По не въ этомъ только историческомъ урокѣ заключается подвигъ Тэна. Болѣе общее значеніе имѣетъ политическій урокъ, который содержитъ его книга о «происхожденіи современной Франціи». Есть критики, выставляющіе Тэна противникомъ демократіи; это опредѣленіе неудачно уже потому, что оно оставляетъ открытымъ вопросъ — какой демократіи? Какъ многіе политическіе мыслители, Тэнъ ставилъ выше демократіи болѣе сложную политическую форму. Но онъ относился къ политическимъ формамъ, именно какъ мыслитель, а не какъ человѣкъ партіи. Онъ съ молодости признавалъ «партію науки и чести единственною, за которою можно слѣдовать».
Поклонники демократіи должны были бы не пенять на Тэна, а прославлять его въ интересахъ своей политической догмы. Никто еще не освѣщалъ такъ ярко и убѣдительно тѣхъ золъ, которыя грозятъ демократіи и способствуютъ ея вырожденію, какъ Тэнъ. Его «трезвая правда несравненно полезнѣе для демократіи, чѣмъ теорія XVIII вѣка, прославлявшая демократію, какъ осуществленіе гражданской доблести (vertu) или какъ возстановленіе «естественнаго состоянія». Уже Токвиль считалъ нужнымъ предостерегать французскую демократію отъ недостатковъ, которыхъ избѣгла американская. Съ тѣхъ поръ, послѣ 1848 и 1871 годовъ перспектива зла приняла ужасающіе размѣры и задача реформатора чрезвычайно усложнилась.
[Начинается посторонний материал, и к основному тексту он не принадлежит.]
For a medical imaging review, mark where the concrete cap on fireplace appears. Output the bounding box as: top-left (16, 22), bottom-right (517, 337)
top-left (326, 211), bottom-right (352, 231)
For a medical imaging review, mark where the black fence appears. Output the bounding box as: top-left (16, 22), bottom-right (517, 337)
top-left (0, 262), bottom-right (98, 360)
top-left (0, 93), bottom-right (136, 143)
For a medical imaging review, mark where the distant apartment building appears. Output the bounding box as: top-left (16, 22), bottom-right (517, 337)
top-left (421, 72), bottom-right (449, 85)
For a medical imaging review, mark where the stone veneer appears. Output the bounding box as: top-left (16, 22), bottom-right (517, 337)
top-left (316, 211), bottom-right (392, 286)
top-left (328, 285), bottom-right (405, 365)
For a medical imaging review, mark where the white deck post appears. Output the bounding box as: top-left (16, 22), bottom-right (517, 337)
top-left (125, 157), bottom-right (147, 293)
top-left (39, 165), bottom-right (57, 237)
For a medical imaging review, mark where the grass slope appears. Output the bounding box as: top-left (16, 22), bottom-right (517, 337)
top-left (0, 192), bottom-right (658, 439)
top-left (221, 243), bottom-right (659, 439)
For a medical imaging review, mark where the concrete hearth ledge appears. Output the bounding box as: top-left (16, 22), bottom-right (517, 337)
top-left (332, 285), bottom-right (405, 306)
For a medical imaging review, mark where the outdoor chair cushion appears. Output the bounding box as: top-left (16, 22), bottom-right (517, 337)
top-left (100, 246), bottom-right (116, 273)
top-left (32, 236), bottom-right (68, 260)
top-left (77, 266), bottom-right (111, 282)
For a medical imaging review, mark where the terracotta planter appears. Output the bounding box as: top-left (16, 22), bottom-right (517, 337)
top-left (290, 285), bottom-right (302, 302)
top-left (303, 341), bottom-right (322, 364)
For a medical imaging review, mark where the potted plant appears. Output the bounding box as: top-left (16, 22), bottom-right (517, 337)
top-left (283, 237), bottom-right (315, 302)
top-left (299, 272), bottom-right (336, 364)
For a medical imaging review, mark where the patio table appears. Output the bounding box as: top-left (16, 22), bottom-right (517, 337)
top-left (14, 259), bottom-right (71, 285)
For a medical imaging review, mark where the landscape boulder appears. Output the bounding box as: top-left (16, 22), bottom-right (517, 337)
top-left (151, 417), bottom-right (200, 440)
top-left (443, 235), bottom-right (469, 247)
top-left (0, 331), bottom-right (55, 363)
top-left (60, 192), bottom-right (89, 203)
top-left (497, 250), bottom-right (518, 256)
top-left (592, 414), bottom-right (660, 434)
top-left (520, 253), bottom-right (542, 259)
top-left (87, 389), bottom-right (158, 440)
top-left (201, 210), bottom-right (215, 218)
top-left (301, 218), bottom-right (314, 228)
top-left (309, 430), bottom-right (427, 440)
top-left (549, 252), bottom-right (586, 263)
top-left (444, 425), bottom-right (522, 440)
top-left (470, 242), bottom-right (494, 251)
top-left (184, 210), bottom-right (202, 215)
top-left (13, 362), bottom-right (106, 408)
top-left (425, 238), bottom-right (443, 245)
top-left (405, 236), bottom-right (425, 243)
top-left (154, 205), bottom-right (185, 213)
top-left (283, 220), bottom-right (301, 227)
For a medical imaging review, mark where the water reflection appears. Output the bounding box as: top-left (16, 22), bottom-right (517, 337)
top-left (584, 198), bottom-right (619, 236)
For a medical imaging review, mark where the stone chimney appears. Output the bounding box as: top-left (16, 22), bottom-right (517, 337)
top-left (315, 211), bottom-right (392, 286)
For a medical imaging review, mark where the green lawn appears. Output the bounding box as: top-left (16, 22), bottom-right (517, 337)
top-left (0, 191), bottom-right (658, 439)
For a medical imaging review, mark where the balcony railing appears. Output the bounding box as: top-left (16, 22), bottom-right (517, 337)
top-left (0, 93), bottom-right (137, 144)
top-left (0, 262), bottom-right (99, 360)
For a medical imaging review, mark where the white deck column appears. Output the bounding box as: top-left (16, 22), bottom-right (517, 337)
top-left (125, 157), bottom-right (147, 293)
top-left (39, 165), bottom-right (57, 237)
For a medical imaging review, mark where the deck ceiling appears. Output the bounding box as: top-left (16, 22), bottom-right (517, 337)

Политическая теорія Тэна имѣла цѣлью предостеречь современное общество отъ демократическаго цезаризма и антикультурнаго эгалитаризма и обезпечить ему свободное развитіе индивидуума, необходимое условіе гуманитарнаго усовершенствованія. «Признавая, что у насъ есть долгъ по отношенію къ нашей націи, нашему вѣку, нашему виду — долгъ, вытекающій изъ простой порядочности», Тэнъ, не жалѣя себя, щедро расплатился съ своей націей и вѣкомъ, освѣтивъ важнѣйшую проблему въ исторіи французской націи.